My submission to the NHS enquiry hub on Friday 8th March 2024.
Accepted by the UK House of Commons Select Committee for publication.
Dear Sir/Madam.
Please find below my observations and time based analysis of the typical NHS patient journey.
Huge amounts of untapped potential and waste exist in the NHS, all the equipment, assets and infrastructure are in place. Simply throwing £s Millions at the NHS is not the answer.
Application of Time Based Analysis – Looking at the NHS patient journey through the Lens of Time.
Examples –
In one example from the Midlands an NHS Manager who was one of my MBA students at Lancaster University used my time based analysis methods to track a heart patient, she found a lot of waste, non-value adding time and areas for improvement. Value adding touch time was 14%.
She presented her findings to the Trust CEO who said "Bury that report, it’s too revealing"
In the second example see below, you will see large amounts of non-value adding time (Wait and queue) Thanks to John for the data. The value adding time here is around 8% and there is huge room for improvement.
The NHS patient journey typically reflects the management structure where specialists control the treatment islands of efficiency but nobody is responsible for the non-value adding time gaps. Hence long wait and queue times.
NHS staff could use my time based analysis framework to track the health patient journey and remove non value adding time, constraints and bottlenecks.
A time-based analysis framework visually displays the entire organisation and service through the lens of time to identify the most important constraints and waste. It is a blank representation onto which real live data from the organisation is superimposed. It is designed to be used by NHS value adding employees, not management consultants.

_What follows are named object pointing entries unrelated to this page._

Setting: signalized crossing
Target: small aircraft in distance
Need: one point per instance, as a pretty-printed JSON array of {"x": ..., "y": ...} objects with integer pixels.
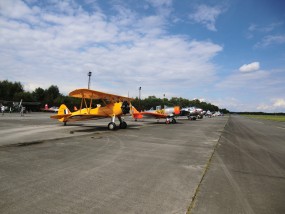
[
  {"x": 114, "y": 106},
  {"x": 51, "y": 109},
  {"x": 167, "y": 113},
  {"x": 192, "y": 113}
]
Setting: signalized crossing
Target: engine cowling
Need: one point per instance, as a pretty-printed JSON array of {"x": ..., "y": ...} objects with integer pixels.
[{"x": 125, "y": 107}]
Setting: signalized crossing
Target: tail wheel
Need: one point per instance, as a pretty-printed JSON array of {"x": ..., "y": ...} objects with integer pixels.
[
  {"x": 123, "y": 125},
  {"x": 112, "y": 126}
]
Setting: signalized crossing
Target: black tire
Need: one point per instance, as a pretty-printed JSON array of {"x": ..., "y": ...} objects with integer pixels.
[
  {"x": 112, "y": 126},
  {"x": 123, "y": 125}
]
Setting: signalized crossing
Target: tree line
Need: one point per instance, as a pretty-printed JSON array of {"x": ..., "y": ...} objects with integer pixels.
[{"x": 14, "y": 91}]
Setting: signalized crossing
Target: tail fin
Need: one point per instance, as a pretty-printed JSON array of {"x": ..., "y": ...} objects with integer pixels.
[
  {"x": 135, "y": 113},
  {"x": 62, "y": 114},
  {"x": 63, "y": 110}
]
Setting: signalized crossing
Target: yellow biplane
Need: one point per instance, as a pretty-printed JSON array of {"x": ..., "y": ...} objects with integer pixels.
[{"x": 114, "y": 106}]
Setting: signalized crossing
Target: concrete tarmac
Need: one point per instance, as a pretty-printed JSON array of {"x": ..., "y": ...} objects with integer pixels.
[
  {"x": 149, "y": 167},
  {"x": 247, "y": 171}
]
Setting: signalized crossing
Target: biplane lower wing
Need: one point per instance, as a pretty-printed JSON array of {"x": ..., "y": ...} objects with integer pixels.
[
  {"x": 153, "y": 114},
  {"x": 116, "y": 107}
]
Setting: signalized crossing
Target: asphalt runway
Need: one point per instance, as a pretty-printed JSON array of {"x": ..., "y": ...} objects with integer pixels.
[
  {"x": 247, "y": 171},
  {"x": 149, "y": 167}
]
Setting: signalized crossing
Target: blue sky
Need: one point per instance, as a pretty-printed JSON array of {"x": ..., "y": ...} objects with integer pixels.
[{"x": 229, "y": 52}]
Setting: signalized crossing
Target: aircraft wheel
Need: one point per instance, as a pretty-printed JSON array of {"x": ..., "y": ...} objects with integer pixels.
[
  {"x": 123, "y": 125},
  {"x": 112, "y": 126}
]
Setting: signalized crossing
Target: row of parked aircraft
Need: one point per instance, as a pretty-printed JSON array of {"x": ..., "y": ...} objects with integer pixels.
[{"x": 116, "y": 106}]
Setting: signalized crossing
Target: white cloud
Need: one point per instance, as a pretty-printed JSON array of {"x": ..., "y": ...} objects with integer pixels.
[
  {"x": 279, "y": 103},
  {"x": 265, "y": 29},
  {"x": 123, "y": 51},
  {"x": 276, "y": 105},
  {"x": 271, "y": 40},
  {"x": 207, "y": 16},
  {"x": 254, "y": 66}
]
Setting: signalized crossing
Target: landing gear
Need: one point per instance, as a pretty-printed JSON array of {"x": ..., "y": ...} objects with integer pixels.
[
  {"x": 112, "y": 126},
  {"x": 170, "y": 120},
  {"x": 123, "y": 125}
]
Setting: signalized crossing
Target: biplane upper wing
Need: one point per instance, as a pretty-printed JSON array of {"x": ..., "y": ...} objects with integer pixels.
[{"x": 91, "y": 94}]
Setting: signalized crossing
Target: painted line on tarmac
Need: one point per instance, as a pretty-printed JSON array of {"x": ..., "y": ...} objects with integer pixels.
[{"x": 280, "y": 127}]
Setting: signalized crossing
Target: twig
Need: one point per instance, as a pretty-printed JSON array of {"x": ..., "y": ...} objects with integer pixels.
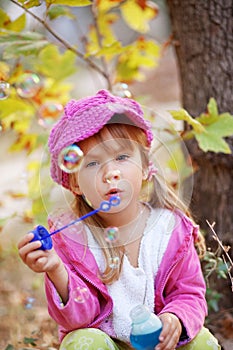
[
  {"x": 225, "y": 251},
  {"x": 63, "y": 42}
]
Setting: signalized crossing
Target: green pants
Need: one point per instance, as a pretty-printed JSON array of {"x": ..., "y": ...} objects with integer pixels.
[{"x": 95, "y": 339}]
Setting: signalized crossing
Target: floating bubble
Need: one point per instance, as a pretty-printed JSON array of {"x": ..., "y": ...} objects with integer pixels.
[
  {"x": 4, "y": 90},
  {"x": 70, "y": 158},
  {"x": 49, "y": 112},
  {"x": 80, "y": 295},
  {"x": 28, "y": 85},
  {"x": 114, "y": 262},
  {"x": 121, "y": 90},
  {"x": 111, "y": 234}
]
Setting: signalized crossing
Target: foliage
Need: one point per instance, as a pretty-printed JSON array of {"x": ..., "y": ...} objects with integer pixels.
[{"x": 209, "y": 128}]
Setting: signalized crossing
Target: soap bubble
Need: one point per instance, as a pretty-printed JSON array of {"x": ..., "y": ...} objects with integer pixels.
[
  {"x": 114, "y": 262},
  {"x": 28, "y": 85},
  {"x": 70, "y": 158},
  {"x": 28, "y": 303},
  {"x": 111, "y": 234},
  {"x": 80, "y": 295},
  {"x": 49, "y": 112},
  {"x": 121, "y": 90},
  {"x": 4, "y": 90}
]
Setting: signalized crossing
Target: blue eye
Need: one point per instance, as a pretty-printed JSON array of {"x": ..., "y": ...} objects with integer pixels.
[{"x": 122, "y": 157}]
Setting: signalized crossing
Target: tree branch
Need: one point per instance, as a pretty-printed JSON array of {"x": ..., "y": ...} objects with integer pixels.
[{"x": 225, "y": 251}]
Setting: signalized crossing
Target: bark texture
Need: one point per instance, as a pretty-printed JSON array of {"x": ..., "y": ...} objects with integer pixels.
[{"x": 203, "y": 39}]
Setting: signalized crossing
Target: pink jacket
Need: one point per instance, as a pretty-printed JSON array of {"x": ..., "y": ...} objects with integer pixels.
[{"x": 179, "y": 284}]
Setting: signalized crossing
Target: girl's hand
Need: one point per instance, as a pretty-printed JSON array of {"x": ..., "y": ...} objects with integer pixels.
[
  {"x": 171, "y": 332},
  {"x": 36, "y": 259}
]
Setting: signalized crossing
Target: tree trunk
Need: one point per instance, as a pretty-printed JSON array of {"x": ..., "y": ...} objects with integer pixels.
[{"x": 203, "y": 38}]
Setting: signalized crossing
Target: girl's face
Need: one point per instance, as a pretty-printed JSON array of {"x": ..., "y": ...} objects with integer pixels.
[{"x": 110, "y": 167}]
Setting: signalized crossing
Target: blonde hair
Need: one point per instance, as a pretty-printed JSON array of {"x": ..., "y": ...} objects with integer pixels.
[{"x": 161, "y": 196}]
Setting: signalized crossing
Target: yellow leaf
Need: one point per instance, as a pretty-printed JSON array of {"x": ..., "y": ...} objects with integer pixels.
[
  {"x": 17, "y": 25},
  {"x": 136, "y": 16},
  {"x": 54, "y": 64},
  {"x": 105, "y": 37}
]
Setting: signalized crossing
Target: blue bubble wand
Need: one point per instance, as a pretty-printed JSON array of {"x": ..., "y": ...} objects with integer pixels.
[{"x": 43, "y": 235}]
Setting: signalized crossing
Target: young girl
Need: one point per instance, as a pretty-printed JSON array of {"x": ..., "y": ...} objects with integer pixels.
[{"x": 93, "y": 280}]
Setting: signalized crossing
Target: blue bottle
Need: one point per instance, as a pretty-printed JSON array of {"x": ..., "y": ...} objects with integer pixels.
[{"x": 145, "y": 328}]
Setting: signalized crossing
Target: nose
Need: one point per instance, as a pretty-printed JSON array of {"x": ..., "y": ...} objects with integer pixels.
[{"x": 112, "y": 175}]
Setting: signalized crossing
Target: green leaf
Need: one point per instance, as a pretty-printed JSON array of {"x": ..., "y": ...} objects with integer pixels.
[
  {"x": 29, "y": 49},
  {"x": 211, "y": 142},
  {"x": 54, "y": 64},
  {"x": 16, "y": 44},
  {"x": 58, "y": 11},
  {"x": 212, "y": 107},
  {"x": 76, "y": 3},
  {"x": 30, "y": 341}
]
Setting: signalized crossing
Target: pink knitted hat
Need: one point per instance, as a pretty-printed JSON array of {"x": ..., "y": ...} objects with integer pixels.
[{"x": 84, "y": 118}]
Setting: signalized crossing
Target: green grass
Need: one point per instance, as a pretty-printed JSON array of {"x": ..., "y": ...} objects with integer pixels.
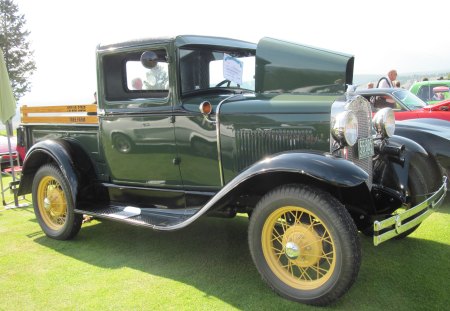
[{"x": 207, "y": 266}]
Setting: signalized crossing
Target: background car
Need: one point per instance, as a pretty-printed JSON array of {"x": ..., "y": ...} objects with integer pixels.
[
  {"x": 4, "y": 149},
  {"x": 428, "y": 90},
  {"x": 405, "y": 104}
]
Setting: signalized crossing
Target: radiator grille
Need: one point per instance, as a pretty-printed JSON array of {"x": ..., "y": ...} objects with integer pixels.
[{"x": 361, "y": 108}]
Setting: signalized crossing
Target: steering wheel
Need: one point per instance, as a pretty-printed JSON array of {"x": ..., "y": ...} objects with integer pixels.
[{"x": 228, "y": 82}]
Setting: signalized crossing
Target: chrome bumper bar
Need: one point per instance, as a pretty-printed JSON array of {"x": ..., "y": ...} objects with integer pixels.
[{"x": 402, "y": 222}]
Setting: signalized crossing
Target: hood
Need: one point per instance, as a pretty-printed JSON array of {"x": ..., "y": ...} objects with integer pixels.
[
  {"x": 440, "y": 106},
  {"x": 286, "y": 67}
]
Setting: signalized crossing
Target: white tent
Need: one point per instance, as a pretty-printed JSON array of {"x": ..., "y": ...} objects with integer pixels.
[{"x": 7, "y": 110}]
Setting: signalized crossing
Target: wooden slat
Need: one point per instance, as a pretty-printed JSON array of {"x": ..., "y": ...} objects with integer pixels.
[
  {"x": 60, "y": 114},
  {"x": 75, "y": 120}
]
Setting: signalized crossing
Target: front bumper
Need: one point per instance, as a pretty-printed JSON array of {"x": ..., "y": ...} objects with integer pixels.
[{"x": 397, "y": 224}]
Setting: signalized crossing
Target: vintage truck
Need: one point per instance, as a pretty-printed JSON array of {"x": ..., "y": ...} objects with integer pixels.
[{"x": 191, "y": 126}]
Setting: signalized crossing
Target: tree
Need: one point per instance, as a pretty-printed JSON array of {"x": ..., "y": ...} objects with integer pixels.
[{"x": 16, "y": 48}]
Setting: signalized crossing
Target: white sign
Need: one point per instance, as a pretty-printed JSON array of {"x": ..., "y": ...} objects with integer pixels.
[{"x": 232, "y": 69}]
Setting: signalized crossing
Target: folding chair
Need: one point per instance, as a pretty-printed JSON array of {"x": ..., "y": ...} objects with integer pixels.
[{"x": 13, "y": 186}]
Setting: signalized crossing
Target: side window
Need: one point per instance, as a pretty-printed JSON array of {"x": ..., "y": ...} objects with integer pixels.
[
  {"x": 143, "y": 79},
  {"x": 126, "y": 78}
]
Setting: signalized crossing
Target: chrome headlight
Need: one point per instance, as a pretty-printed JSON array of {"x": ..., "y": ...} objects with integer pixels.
[
  {"x": 384, "y": 122},
  {"x": 345, "y": 128}
]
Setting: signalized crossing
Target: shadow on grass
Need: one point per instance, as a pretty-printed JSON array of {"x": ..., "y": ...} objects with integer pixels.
[{"x": 212, "y": 255}]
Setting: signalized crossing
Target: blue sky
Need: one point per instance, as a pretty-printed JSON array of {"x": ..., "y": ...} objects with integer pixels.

Analysis has been undertaken in a wide range of manufacturing and public sector service organisations to measure overall efficiency and effectiveness. Findings to date reveal poor supply chain synchronisation and poor value adding capability Most organisations (Even those who classed themselves as Lean) added value to products, services or health patients in less than 15% of the time in the end-to-end process. ie Less than 15 days of value adding touch time in 100 days of elapsed Calendar time. Please note – This is a global view tool designed to be used by value adding employees.
To obtain data a health patient or service is tracked by value adding employees to measure value adding and non-value adding time, in addition the arrival on site of the materials being consumed by the service is recorded to measure standards of supply chain synchronisation. This real data is then superimposed on the Time Based Framework to provide a visually powerful map of the entire inputs to outputs process. A lot of waste and non-value adding time is usually found.
Dr Bob Barker www.drbobbarker.co.uk
The Time Based Organisation: Recreating and Transforming Existing Organisations: Amazon.co.uk: Barker, Dr Robert C: 9798653501593: Books
To date I have made various enquires to the NHS to ask them for results of transformation but received no response.
My enquires to the Leeds Leadership team and Dame Linda Pollard to ask for results of the recent leadership programme were answered with the comment. We don’t know of any results.
The 10 year review of the £50 Million Productive Ward programme by Sarre et al revealed it is almost forgotten.
There are 11,000 people listed on LinkedIn with NHS titles of Transformation Manager/Director or programme Manager. I have asked many of them if they have any results of transformation and to date received no results.
In bullet point format the key to transforming the NHS patient journey is –
- Train NHS staff in time based analysis (One day) Empower them to make changes.
- Select a department of section of a hospital or NHS outpatient journey
- All the equipment, assets, IT systems, etc are already in place.
- Staff present the results of analysis and the new proposed system, agreement is sought.
- Stakeholders agree and changes are made and results are recorded.
- Results of transformation are communicated to other locations to build confidence.
- Repeat in other areas, departments and locations.
Note a separate initiative regarding improvement to NHS supply chains is also needed, here once again the potential to reduce costs by installing “Pull” type control is substantial.
A few years ago, I asked a representative from an NHS supplier (A large multinational) why they did not use pull type control and direct to point of usage supply chain feeds. She answered by saying – Bob, don’t even suggest that, we make millions of £s a year profits from replenishing out of date items.